Amo’s head turns slightly and tilts forward, processing the Everything that Halim just said. “Murder bots.” She echoes. “At. Your last job. A fleet of them too.” She’s staring off somewhere in the distance. After a beat, she nods, slowly, then turns to Halim, “Did you guys call them that jokingly or…?” She makes a vague motion with her hands.

"People didn't joke much with me, there." Halim tips his head back, peering up at the sky, though there's nothing much there at the moment to be seen. "People call them murderbots here. They do sometimes," he offers, slow, "say it jokingly. But I'm very bad at jokes."

“Gotcha gotcha. Wasn’t sure.” Amo studies Halim, eyes squinting briefly. She then lets out a sigh, “Well. Sounds like a pretty big change in environment. Just what you were lookin’ for.” She chucks the rock the robot had returned for her, this one skips eight. She nods, satisfied. “Only way to get better at anything is to practice.” She picks up her laptop case, “You should try to tell your students a joke at the start of every class. I think they’d love it—great practice too, yeah?”
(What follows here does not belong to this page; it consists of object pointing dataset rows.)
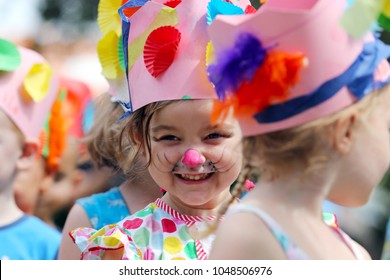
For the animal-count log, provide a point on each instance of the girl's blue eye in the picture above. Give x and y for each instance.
(168, 138)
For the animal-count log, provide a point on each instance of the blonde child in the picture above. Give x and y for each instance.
(103, 208)
(28, 89)
(313, 102)
(168, 121)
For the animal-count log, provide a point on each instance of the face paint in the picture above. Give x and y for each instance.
(193, 161)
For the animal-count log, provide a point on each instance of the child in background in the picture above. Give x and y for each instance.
(318, 124)
(386, 243)
(75, 176)
(28, 89)
(108, 207)
(168, 121)
(30, 182)
(103, 143)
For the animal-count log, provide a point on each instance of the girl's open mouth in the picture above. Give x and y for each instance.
(194, 177)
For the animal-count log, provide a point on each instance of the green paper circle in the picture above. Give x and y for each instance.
(10, 58)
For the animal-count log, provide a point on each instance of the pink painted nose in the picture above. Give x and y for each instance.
(192, 158)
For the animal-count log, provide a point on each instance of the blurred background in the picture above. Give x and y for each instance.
(66, 33)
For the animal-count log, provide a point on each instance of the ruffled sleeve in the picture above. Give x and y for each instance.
(93, 243)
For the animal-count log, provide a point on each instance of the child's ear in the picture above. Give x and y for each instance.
(344, 133)
(29, 152)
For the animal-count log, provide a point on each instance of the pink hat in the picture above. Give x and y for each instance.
(27, 89)
(292, 62)
(165, 46)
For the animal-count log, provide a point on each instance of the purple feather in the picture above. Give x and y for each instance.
(236, 65)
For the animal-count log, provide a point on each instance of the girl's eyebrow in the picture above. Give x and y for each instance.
(162, 127)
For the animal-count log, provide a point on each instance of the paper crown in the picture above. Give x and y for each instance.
(290, 63)
(77, 107)
(28, 87)
(164, 50)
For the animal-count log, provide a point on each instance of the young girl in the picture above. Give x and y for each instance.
(28, 89)
(318, 125)
(169, 108)
(108, 207)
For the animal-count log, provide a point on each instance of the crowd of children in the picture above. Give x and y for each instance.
(227, 127)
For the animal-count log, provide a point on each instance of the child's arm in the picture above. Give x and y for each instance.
(255, 242)
(77, 217)
(113, 254)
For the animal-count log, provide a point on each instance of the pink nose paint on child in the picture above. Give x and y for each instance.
(192, 158)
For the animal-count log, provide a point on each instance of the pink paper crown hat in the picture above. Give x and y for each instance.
(290, 63)
(164, 50)
(28, 88)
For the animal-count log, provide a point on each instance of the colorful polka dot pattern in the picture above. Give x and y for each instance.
(150, 234)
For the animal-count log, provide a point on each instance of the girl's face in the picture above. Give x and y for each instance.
(194, 161)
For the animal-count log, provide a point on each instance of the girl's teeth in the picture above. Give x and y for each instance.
(193, 177)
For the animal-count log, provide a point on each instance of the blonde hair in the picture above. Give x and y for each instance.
(103, 138)
(269, 155)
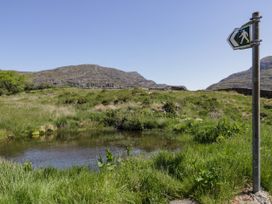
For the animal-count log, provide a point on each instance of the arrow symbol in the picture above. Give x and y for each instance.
(232, 36)
(240, 38)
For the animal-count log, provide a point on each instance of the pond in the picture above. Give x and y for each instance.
(69, 149)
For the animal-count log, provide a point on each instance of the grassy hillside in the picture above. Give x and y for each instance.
(213, 166)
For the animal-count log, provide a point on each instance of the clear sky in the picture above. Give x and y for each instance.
(178, 42)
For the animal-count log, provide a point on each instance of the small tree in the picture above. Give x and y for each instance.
(11, 82)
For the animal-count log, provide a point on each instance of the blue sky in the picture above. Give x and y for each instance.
(179, 42)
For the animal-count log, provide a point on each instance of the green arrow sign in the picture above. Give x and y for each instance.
(241, 38)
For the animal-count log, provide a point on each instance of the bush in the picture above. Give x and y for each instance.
(171, 163)
(210, 132)
(169, 107)
(11, 82)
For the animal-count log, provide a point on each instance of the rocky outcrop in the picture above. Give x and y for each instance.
(242, 81)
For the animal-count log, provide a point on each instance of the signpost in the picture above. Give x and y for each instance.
(247, 36)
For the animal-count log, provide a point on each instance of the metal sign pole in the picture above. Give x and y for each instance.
(255, 103)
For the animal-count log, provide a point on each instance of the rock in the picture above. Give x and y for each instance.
(184, 201)
(248, 197)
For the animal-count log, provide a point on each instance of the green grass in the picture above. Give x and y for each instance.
(213, 166)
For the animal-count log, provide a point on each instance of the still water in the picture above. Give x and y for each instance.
(69, 149)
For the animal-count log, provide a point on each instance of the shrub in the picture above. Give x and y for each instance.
(171, 163)
(169, 107)
(209, 132)
(11, 82)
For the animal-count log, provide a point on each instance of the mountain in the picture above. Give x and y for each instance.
(91, 76)
(241, 81)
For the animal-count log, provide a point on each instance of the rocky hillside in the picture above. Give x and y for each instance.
(242, 80)
(91, 76)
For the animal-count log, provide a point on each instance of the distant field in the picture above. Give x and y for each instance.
(213, 167)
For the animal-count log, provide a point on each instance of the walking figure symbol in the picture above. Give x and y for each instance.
(244, 36)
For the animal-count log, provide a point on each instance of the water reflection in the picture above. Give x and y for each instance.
(83, 148)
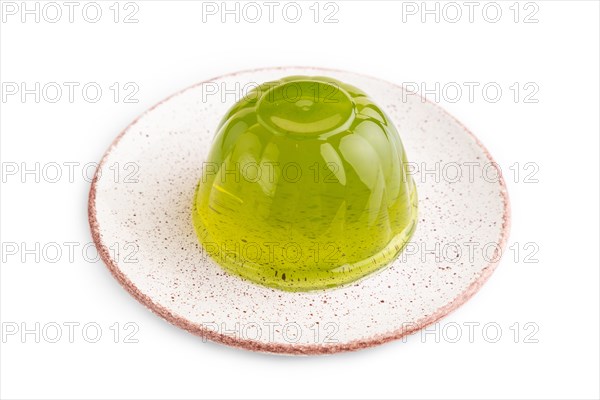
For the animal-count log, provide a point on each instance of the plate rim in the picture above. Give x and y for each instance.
(295, 349)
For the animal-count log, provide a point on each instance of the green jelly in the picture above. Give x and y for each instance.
(306, 187)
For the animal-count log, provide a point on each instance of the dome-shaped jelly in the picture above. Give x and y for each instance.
(305, 187)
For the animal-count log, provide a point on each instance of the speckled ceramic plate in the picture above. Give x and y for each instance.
(141, 224)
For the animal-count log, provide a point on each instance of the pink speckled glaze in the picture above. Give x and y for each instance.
(175, 280)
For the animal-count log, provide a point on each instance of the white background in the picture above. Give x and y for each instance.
(170, 48)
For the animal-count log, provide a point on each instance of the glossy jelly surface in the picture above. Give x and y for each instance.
(306, 187)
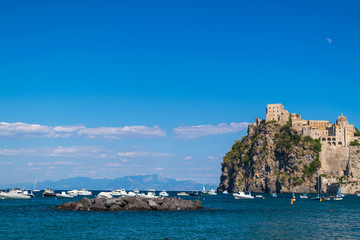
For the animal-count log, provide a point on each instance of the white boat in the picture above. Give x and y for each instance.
(163, 193)
(119, 192)
(293, 196)
(182, 194)
(73, 193)
(105, 194)
(212, 192)
(338, 196)
(242, 195)
(28, 193)
(63, 195)
(84, 192)
(13, 195)
(204, 191)
(304, 196)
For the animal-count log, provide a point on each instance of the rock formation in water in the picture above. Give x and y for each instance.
(279, 155)
(131, 204)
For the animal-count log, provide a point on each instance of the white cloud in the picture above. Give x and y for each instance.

Halim nods, watching Amo again. As she's picking up her case to go he's moving back to the edge of the pier, selecting another rock to try another skip (three bounces, this time.) "I don't know if they will love it," he answers, flatly, "people often find me condescending." There's a beat, and then he adds, just as flat: "That means I talk down to people." He is picking up another rock as he glances back over his shoulder. "Thank you for the information."
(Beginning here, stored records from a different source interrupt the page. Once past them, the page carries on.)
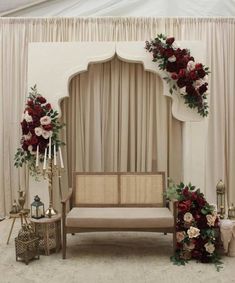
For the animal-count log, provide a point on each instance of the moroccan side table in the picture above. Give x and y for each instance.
(48, 230)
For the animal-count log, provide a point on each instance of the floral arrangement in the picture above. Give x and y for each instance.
(197, 232)
(183, 74)
(40, 130)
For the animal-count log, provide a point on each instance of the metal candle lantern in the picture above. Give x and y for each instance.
(37, 208)
(231, 212)
(220, 195)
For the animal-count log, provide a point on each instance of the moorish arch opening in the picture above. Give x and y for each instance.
(118, 120)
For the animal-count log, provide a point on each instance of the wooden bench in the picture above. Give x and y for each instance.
(117, 202)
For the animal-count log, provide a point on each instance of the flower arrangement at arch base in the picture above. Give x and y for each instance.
(183, 74)
(40, 134)
(197, 231)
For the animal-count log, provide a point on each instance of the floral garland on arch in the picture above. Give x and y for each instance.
(197, 230)
(183, 74)
(40, 134)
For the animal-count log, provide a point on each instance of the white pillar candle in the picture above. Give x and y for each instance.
(54, 154)
(37, 156)
(61, 159)
(45, 160)
(49, 148)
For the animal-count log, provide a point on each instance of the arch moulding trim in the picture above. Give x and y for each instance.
(52, 65)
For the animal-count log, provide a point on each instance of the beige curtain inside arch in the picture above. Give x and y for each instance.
(117, 119)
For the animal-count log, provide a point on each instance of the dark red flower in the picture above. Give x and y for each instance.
(33, 140)
(170, 40)
(182, 73)
(47, 127)
(193, 75)
(169, 52)
(174, 76)
(202, 88)
(48, 106)
(171, 67)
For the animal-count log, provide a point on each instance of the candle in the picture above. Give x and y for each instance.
(54, 154)
(45, 160)
(61, 159)
(49, 148)
(37, 156)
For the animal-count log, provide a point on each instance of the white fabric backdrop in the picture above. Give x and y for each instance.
(217, 33)
(133, 8)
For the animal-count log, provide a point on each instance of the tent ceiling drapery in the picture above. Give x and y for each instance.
(134, 8)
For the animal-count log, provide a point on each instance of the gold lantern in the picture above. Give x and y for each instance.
(220, 195)
(231, 212)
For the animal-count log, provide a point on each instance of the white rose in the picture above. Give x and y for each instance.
(172, 59)
(180, 236)
(45, 120)
(210, 219)
(193, 232)
(46, 134)
(38, 131)
(28, 118)
(191, 65)
(209, 247)
(188, 217)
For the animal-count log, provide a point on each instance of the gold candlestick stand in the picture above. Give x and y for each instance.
(50, 173)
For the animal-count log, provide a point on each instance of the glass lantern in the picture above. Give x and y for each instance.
(37, 208)
(231, 212)
(220, 196)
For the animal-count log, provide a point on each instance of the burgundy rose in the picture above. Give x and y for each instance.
(169, 52)
(33, 140)
(171, 67)
(25, 129)
(182, 73)
(202, 88)
(170, 40)
(198, 66)
(185, 205)
(37, 110)
(41, 99)
(193, 75)
(174, 76)
(30, 102)
(181, 82)
(48, 106)
(201, 73)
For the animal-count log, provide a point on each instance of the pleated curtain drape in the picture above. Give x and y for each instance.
(119, 121)
(218, 33)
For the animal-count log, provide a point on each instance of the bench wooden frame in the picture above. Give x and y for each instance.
(72, 201)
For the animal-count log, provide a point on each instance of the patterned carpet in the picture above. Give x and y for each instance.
(108, 257)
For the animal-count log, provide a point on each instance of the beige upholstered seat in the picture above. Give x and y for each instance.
(120, 217)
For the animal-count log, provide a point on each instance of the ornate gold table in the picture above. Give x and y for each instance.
(49, 232)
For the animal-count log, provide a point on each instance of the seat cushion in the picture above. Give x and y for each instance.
(120, 217)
Amo nods in approval at his three skips. “Nice.” She tilts her head to scan Halim then, eyebrows furrowing once, a little unsure, then there’s a slight twitch at the corner of her mouth, “That was a good one.” She says with a point of her finger, which then drops back to her side. “Anytime. And you too, I’ll see you around, yeah? And maybe at some point we can do a little stone skipping competition, me versus your robots.” She jerks her chin towards the water before giving him a half wave half peace sign, and making her way back up the pier.